Any deal between Oxford Brookes University and the University of Law over the future of the Oxford legal practice course (LPC) could face difficulties, Dean of BPP Law School Peter Crisp has said.

Commenting on news that Oxford Brookes is in advanced talks with the University of Law that will see the private provider take over the LPC, Crisp warned “how do you assure the quality of student experience when you have no control over the centre itself. In terms of the provision of careers advice to students, for example, would they have access to these services?”

Crisp added that if the deal means that students can complete the LPC course “then of course it is good news” but warned that some students who had been due to enrol in September were “jumping ship” and coming to BPP as students “have lost confidence in the institution”.

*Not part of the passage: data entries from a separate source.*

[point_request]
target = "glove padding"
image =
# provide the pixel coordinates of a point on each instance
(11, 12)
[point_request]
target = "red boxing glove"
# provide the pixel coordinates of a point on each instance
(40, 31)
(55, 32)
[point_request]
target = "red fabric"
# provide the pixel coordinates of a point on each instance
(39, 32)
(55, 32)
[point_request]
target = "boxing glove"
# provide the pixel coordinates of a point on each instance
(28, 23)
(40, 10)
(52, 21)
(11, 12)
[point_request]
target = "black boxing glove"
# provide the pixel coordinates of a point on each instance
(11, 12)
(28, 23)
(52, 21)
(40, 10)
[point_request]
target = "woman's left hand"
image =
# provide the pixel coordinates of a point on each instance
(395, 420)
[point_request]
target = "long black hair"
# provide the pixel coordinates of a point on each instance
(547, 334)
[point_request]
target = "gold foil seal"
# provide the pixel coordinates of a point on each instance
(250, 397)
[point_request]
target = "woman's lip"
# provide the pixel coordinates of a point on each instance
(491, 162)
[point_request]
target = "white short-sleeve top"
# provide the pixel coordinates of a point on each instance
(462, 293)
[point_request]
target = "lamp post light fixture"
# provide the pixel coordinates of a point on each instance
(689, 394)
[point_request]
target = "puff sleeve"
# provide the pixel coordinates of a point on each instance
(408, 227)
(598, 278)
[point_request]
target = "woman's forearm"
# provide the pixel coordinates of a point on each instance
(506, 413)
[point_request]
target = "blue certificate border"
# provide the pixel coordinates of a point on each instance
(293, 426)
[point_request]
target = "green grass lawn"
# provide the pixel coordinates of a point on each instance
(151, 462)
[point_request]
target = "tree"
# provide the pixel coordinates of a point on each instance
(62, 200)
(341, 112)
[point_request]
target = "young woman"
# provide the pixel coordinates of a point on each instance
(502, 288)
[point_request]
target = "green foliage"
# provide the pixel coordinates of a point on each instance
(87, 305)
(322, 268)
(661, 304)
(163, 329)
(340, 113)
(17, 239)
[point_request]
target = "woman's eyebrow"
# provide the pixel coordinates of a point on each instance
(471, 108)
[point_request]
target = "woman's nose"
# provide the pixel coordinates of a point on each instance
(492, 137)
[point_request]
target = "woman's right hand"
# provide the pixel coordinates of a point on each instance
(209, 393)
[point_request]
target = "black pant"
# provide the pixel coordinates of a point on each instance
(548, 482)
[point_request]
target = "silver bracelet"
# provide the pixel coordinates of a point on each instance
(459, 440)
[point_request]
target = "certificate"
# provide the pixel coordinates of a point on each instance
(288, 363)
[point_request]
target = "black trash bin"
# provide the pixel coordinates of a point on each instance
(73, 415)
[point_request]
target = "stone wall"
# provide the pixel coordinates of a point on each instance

Other providers have also offered to accommodate Oxford Brookes students, with Nottingham Law School tweeting this morning “@NLSLaw Oxford Brookes students: our LPC maps into your existing course. Call us & we can help you apply to SRA to complete Year2 with us 0115 8484460”.

Students were outraged last week when informed of Oxford Brookes’ decision to stop teaching the LPC from this summer, meaning that part-time students who enrolled this year were to be left in limbo.

Last week Professor Meryll Dean, head of the school of law, said: “Following a recent consultation, a decision has been made to close Oxford Brookes’ LPC to further recruitment.

“The LPC is a respected course taught by committed staff, but unfortunately a steady decline in applications over the past five years has meant that the programme is no longer tenable. This decline in applications is one which is mirrored nationally across the sector.”

Despite the questions hanging over the future of the course, an open day for prospective GDL and LPC students is still being advertised on Oxford Brookes’ website.

Following the news last week, Oxford Brookes law students wrote an open letter, hosted on Lawyer2B, to university management expressing their dismay at the course’s discontinuation (7 March 2013).